Reading lots of flash and finding stories that make you shiver is the best way to go. There are lots of journals available online, mostly free, so enjoy! Of course, I have to start with Barrelhouse (full disclosure, I’m a fiction editor there). But there’s also (b)OINK, Brevity, CHEAP POP, Cotton Xenomorph, Ellipsis Zine, Every Day Fiction, Flash Fiction Online, Heavy Feather Review, Jellyfish Review, jmww, Journal of Compressed Creative Arts, KYSO Flash, Literary Orphans, Lost Balloon, Matchbook, PANK, SmokeLong Quarterly, Spelk, Split Lip, Tin House, Vestal Review, WhiskeyPaper, and Wigleaf. And then there are the compilations like Best Small Fictions, Wigleaf 50, and Best of the Net (this last one isn’t restricted to flash).

I always hesitate to single out individual authors, because I know I’ll remember dozens more I should have added once the thing goes to print. But I will mention some contemporary writers whose stories I’ve taught in flash courses: Amber Sparks, Rion Amilcar Scott, Kathy Fish, Jan Elman Stout, Kathryn Kulpa, Brynn MacNabb, Christopher Gonzalez, Tyrese Coleman, Tessa Yang, Dorothy Bendel, Cathy Ulrich, Jennifer Young, Megan Giddings, Ben Loory, Miranda Stone, and Virgie Townsend.
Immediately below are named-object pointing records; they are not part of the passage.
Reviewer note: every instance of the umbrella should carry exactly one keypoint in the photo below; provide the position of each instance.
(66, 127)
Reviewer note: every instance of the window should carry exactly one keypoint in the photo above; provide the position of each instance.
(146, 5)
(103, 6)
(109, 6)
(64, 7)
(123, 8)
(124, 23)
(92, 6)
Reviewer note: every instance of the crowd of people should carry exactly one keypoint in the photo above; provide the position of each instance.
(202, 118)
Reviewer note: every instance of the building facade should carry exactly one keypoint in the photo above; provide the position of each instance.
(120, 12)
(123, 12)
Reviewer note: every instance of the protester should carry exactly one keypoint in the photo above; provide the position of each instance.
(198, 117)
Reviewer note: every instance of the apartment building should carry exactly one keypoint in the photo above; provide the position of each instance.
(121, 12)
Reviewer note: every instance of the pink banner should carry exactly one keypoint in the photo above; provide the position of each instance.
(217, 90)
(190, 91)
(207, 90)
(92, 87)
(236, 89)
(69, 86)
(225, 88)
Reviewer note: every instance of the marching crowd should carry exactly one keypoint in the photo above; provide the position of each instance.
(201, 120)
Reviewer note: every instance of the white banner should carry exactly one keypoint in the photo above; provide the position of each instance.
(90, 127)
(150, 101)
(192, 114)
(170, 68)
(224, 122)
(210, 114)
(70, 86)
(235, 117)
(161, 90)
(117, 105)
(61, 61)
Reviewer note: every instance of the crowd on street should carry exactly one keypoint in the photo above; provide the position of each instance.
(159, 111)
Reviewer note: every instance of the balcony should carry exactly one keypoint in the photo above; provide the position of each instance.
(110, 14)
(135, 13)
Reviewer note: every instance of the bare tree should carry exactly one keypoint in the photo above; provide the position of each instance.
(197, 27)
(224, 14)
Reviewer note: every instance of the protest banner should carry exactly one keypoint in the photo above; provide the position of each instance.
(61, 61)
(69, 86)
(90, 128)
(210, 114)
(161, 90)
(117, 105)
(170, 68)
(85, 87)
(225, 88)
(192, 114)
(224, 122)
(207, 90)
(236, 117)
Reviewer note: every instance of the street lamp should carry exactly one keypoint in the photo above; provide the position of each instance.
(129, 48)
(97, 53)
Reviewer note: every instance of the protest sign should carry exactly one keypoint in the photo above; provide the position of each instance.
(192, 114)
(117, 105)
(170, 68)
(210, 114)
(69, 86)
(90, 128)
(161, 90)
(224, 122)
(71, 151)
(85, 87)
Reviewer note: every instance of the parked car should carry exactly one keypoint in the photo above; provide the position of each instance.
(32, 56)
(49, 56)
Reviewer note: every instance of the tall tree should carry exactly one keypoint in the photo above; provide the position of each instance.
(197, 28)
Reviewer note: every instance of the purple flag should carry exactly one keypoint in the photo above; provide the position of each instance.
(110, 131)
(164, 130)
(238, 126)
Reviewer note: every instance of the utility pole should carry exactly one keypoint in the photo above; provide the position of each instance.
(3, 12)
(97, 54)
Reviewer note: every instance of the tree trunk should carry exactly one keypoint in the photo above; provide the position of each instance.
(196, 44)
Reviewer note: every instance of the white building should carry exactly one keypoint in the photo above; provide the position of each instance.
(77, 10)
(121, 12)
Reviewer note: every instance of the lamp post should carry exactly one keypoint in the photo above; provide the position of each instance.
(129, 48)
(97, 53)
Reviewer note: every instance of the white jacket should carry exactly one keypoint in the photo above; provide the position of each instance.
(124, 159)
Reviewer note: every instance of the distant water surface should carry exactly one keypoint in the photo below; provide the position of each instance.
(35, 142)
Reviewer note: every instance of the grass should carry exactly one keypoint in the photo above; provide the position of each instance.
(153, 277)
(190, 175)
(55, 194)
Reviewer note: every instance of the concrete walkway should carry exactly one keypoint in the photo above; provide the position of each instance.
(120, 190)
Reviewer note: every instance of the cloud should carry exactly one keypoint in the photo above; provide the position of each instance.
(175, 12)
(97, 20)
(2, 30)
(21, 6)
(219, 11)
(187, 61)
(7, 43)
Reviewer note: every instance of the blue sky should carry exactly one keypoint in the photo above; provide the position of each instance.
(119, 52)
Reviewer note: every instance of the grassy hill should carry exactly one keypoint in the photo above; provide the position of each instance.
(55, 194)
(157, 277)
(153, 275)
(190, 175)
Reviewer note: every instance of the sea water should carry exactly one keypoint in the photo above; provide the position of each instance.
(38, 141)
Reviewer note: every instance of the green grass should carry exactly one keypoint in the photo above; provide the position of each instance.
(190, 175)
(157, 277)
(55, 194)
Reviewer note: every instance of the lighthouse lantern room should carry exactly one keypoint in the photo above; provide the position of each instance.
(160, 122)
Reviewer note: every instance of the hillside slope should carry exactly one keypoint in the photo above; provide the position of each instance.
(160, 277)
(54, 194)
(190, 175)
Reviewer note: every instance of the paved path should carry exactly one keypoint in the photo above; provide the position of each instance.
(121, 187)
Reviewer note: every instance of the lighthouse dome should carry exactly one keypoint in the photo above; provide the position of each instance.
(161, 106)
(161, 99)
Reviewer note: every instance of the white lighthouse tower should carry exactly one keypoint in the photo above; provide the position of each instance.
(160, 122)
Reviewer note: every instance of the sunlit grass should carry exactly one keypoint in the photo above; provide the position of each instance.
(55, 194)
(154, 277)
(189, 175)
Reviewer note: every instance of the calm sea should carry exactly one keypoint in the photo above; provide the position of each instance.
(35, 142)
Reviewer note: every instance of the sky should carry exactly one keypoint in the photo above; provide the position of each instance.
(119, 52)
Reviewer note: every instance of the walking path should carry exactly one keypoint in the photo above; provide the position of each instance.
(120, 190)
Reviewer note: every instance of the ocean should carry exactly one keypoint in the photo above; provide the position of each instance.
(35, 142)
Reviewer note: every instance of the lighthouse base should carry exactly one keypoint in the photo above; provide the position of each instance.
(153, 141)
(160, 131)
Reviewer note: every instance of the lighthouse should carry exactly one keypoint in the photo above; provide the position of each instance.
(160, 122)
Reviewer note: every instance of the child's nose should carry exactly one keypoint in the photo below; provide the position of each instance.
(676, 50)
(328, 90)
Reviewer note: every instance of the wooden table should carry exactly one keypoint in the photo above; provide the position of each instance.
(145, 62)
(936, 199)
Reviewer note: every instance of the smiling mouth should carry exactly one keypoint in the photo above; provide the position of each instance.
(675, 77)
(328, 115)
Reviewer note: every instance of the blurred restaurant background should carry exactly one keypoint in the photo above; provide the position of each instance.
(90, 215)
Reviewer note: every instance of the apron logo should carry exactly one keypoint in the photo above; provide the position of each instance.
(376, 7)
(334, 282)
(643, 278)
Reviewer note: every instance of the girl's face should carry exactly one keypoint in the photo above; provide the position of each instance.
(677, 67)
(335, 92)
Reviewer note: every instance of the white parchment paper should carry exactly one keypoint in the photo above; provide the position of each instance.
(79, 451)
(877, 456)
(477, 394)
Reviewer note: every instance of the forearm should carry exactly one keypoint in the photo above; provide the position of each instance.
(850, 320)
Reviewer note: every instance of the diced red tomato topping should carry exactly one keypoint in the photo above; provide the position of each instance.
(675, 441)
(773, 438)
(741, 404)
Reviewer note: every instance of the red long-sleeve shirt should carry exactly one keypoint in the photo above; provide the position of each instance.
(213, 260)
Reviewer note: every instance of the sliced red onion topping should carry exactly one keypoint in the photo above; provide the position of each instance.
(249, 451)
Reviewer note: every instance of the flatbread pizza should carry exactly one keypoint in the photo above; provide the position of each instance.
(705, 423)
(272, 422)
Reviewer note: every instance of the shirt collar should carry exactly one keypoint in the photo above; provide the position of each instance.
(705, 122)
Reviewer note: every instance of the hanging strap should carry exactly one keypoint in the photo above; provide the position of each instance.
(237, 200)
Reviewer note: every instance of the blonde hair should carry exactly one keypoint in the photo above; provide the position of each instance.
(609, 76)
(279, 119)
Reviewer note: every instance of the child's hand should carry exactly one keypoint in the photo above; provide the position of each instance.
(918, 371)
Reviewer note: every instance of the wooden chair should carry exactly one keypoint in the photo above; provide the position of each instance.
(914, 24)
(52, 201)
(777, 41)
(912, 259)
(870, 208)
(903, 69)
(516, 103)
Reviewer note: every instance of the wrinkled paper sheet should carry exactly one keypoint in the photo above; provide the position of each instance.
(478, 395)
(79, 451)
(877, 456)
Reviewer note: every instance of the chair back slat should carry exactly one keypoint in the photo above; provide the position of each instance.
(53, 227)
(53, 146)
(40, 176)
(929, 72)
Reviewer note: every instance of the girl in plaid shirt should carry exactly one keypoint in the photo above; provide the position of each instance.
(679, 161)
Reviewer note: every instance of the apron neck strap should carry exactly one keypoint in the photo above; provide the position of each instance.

What are you working on these days? Any new projects on the horizon? 

My eternal book project still looms large: a historical novel about a “troupe” of Ashanti (now Ghana) on an ethnographic tour to Vienna, Austria in the late 19th century. I came across an Austrian author’s account of this exhibit while working on my MA in German, and I couldn’t believe what I was reading. These ethnographic exhibitions, in which human beings were put on display, sound more like an episode of The Twilight Zone than history. But they actually happened, often taking place in zoos. I wanted to know more, and particularly from the perspective of the people on display. This project a bit of a departure from anything I’ve done before, but the story so captivated me, I have to keep chipping away at it.